Consider using views instead of materialized views
It is very easy to just create another materialized view but not everything deserves it. Every time a materialized view is updated on it’s schedule, it requires a scan (costing you money). You can save a lot of money by answering ad-hoc questions with views that are not scheduled. We found that many ad-hoc questions start as super critical, but over time become less valuable once the stakeholder receives an answer. So instead of materializing that data, make it a view and just pay when people actually use the data. All those dashboards that no one looks at will now not cost so much.
Leverage BI Caching
Most BI tools or query tools will have a caching layer. This is like a materialized view but is saved per query. Keep in mind the first time it loads it will be really slow, but on subsequent runs will be really fast.
Use incremental materialization
When dealing with larger data, try to break up your materialized views into a couple of queries that are incrementally updated individually. This means that you will process only the diff per update (an hour of data for example) instead of the whole history of data.

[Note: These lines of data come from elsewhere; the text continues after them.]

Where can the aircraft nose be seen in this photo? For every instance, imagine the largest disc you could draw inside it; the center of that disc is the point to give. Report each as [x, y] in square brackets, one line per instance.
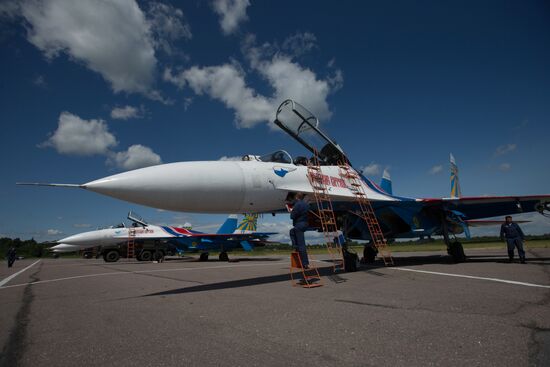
[215, 187]
[77, 239]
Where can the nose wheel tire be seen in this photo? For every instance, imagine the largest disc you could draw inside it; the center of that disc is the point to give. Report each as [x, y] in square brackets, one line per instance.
[146, 256]
[369, 254]
[111, 256]
[223, 256]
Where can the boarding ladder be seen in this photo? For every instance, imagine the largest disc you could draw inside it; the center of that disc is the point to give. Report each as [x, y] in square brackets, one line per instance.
[355, 184]
[325, 213]
[131, 244]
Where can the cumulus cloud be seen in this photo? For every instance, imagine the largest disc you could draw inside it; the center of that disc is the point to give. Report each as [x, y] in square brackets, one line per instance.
[436, 169]
[231, 13]
[300, 43]
[111, 38]
[504, 149]
[80, 137]
[126, 112]
[168, 24]
[371, 169]
[227, 84]
[504, 167]
[76, 136]
[137, 156]
[287, 79]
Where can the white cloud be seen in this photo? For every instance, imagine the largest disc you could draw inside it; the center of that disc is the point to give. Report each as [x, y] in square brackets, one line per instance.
[76, 136]
[226, 158]
[287, 79]
[291, 80]
[231, 12]
[80, 137]
[436, 169]
[371, 169]
[300, 43]
[126, 112]
[503, 149]
[137, 156]
[53, 232]
[111, 38]
[167, 25]
[504, 167]
[226, 83]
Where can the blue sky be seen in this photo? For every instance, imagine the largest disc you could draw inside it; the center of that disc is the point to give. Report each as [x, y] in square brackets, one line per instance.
[90, 89]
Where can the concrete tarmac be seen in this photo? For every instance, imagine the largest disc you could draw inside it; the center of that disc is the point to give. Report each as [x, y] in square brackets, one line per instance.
[424, 311]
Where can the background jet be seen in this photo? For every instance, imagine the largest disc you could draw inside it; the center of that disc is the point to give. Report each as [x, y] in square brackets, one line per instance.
[228, 237]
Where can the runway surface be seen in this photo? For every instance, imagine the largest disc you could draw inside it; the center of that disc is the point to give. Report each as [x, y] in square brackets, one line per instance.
[424, 311]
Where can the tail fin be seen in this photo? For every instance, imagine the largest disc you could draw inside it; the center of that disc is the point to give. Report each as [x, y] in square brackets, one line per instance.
[455, 184]
[248, 225]
[229, 225]
[385, 184]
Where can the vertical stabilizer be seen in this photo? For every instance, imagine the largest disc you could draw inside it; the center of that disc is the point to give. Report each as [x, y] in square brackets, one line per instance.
[229, 225]
[385, 184]
[455, 184]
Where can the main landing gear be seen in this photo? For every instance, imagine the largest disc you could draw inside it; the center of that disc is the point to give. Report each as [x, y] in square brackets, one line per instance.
[454, 248]
[369, 253]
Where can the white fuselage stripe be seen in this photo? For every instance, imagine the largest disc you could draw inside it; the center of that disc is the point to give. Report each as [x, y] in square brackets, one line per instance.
[16, 274]
[474, 277]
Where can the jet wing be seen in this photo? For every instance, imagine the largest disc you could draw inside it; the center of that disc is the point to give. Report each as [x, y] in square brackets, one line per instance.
[484, 223]
[491, 206]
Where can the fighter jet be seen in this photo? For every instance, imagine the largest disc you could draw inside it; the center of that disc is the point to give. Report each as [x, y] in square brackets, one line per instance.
[265, 184]
[228, 237]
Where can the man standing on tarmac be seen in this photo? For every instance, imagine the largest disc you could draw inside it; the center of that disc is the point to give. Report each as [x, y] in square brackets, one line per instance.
[514, 238]
[300, 223]
[11, 255]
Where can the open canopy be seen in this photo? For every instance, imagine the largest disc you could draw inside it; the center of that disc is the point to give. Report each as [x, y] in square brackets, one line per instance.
[303, 126]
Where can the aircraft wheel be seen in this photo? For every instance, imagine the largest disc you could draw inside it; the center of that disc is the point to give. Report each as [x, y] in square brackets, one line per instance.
[111, 256]
[223, 256]
[457, 252]
[146, 255]
[350, 261]
[369, 254]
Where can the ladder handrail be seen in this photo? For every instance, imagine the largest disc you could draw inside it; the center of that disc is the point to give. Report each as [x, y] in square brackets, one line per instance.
[367, 211]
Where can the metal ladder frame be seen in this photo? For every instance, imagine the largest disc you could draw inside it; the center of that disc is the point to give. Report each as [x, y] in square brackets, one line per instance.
[325, 214]
[367, 212]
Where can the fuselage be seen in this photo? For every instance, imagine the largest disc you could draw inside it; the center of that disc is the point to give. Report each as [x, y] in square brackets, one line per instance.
[222, 186]
[114, 236]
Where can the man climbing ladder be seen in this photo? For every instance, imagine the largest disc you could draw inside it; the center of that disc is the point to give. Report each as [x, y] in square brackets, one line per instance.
[300, 225]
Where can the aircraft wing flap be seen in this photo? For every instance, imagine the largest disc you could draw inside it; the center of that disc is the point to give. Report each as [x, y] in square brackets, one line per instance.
[492, 206]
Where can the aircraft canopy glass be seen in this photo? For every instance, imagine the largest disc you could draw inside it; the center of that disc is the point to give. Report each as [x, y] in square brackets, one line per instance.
[279, 156]
[303, 126]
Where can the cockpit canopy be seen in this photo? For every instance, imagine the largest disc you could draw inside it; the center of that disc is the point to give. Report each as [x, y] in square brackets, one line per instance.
[280, 156]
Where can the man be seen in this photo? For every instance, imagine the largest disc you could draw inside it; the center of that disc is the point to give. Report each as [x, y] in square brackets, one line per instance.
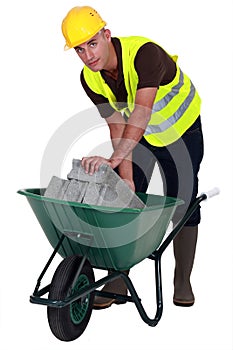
[153, 113]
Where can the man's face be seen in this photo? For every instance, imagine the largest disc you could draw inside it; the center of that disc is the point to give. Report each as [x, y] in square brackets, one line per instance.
[95, 52]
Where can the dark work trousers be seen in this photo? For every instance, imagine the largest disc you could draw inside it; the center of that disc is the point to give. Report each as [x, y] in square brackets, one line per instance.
[178, 163]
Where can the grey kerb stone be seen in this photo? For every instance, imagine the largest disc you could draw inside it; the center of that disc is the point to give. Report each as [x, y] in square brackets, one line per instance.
[104, 188]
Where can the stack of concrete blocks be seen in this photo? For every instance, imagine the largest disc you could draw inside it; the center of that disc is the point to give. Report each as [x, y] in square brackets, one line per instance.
[103, 188]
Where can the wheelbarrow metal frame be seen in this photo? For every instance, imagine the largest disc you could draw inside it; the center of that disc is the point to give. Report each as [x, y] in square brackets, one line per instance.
[37, 296]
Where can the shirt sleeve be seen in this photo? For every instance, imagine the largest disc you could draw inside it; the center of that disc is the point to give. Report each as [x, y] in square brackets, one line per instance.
[153, 66]
[101, 102]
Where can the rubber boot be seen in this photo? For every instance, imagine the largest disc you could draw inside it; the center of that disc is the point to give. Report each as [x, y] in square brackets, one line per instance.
[184, 246]
[117, 286]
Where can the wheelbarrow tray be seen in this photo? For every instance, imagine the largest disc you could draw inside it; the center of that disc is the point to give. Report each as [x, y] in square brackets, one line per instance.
[116, 238]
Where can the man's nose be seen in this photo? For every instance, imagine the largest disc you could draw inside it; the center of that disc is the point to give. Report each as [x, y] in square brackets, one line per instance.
[89, 54]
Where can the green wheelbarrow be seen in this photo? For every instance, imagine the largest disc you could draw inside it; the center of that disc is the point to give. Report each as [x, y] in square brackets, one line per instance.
[89, 237]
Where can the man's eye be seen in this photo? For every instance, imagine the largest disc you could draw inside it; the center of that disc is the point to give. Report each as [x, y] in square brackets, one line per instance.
[78, 50]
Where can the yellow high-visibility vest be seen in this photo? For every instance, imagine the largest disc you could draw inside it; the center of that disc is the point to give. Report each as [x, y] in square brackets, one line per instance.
[176, 106]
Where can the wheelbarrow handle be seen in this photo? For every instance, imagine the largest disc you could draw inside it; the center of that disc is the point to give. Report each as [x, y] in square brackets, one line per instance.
[214, 192]
[181, 223]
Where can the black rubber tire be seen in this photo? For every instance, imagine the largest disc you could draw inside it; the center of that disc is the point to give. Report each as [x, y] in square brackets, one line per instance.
[66, 323]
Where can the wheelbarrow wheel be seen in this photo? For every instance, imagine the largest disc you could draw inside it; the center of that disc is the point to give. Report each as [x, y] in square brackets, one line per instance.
[69, 322]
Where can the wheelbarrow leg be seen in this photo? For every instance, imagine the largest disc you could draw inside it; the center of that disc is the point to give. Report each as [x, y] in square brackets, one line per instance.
[159, 296]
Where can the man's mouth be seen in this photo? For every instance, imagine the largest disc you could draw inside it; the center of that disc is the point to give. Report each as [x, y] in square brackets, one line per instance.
[93, 63]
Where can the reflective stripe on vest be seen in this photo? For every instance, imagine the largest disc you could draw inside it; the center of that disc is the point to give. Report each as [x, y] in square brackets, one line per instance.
[158, 106]
[176, 106]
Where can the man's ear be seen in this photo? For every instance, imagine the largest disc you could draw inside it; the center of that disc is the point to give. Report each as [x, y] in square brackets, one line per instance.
[107, 34]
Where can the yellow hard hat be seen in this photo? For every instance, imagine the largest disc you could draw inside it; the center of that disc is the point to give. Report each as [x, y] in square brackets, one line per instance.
[81, 24]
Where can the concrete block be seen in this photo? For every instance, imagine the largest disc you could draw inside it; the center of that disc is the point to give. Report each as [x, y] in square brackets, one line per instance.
[114, 192]
[104, 188]
[57, 188]
[75, 191]
[79, 174]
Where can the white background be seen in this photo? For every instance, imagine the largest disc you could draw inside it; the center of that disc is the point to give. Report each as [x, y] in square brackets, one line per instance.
[40, 90]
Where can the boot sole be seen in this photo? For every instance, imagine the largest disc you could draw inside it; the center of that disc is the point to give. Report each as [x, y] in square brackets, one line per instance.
[183, 303]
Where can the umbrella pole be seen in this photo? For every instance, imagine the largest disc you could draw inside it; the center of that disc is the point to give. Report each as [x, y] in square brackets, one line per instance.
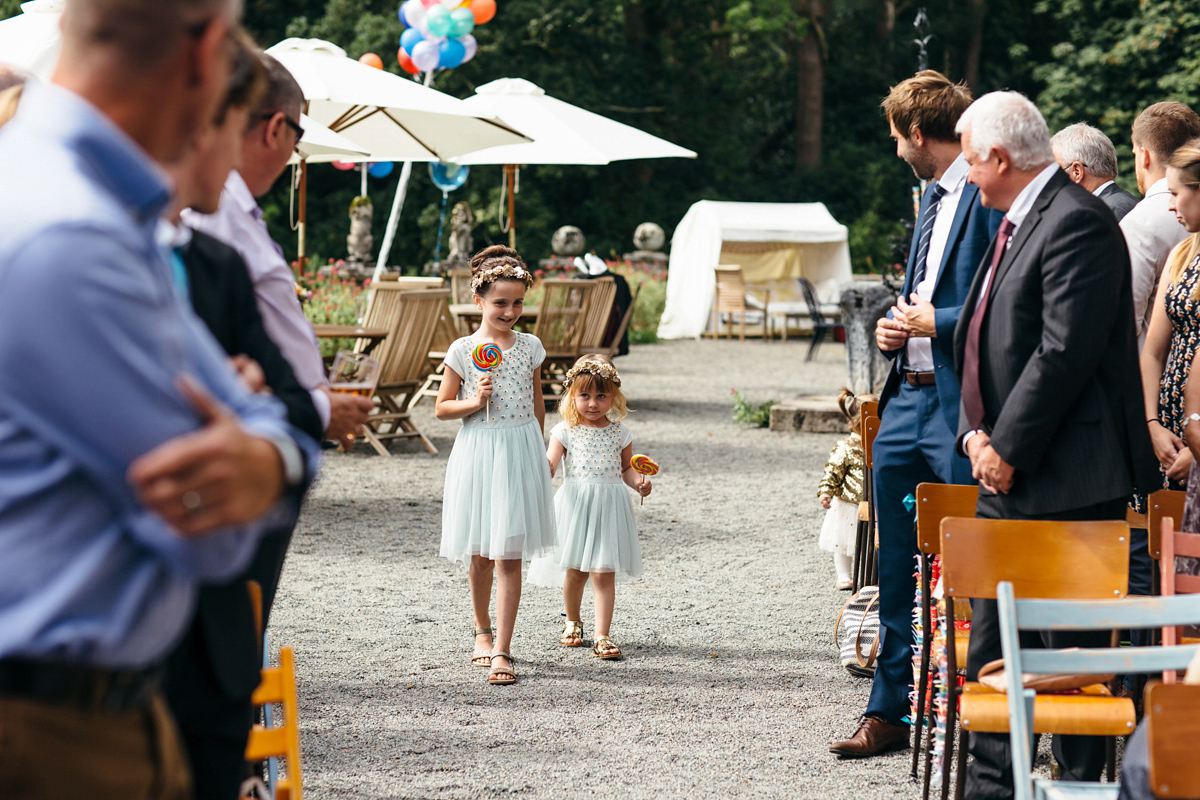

Choose complexity over dependencies
This is a bit counterintuitive. We often think about building tables on top of other tables so each query is simpler. Yes, dependencies can sometimes make things easier to debug. However, we’ve seen queries that depend on 20 nested parents (ones that aren’t being used by any other child queries). This means you are paying 20x the cost for the one table. You can save a lot of money by letting the query get complex. BE VERY CAREFUL with this. This is helpful for larger datasets and remember you will need to maintain it.
Conclusion and the Activity Schema
The reality is, the amount of data will continue to increase exponentially over time, and the amount of data questions as your company grows will continue to increase exponentially over time. There’s no way to truly get around an increase in warehouse cost. However, using some of the techniques mentioned above will definitely mitigate the expense.
And, I’d be remiss if I didn’t at least mention how our clients are using the Activity Schema approach with Narrator. It’s an alternative approach to data modeling that we’ve seen drastically reduce warehouse cost across all of our clients, given that it’s a single incrementally updated table for all analytics vs many tables and nested dependencies that come with a star schema.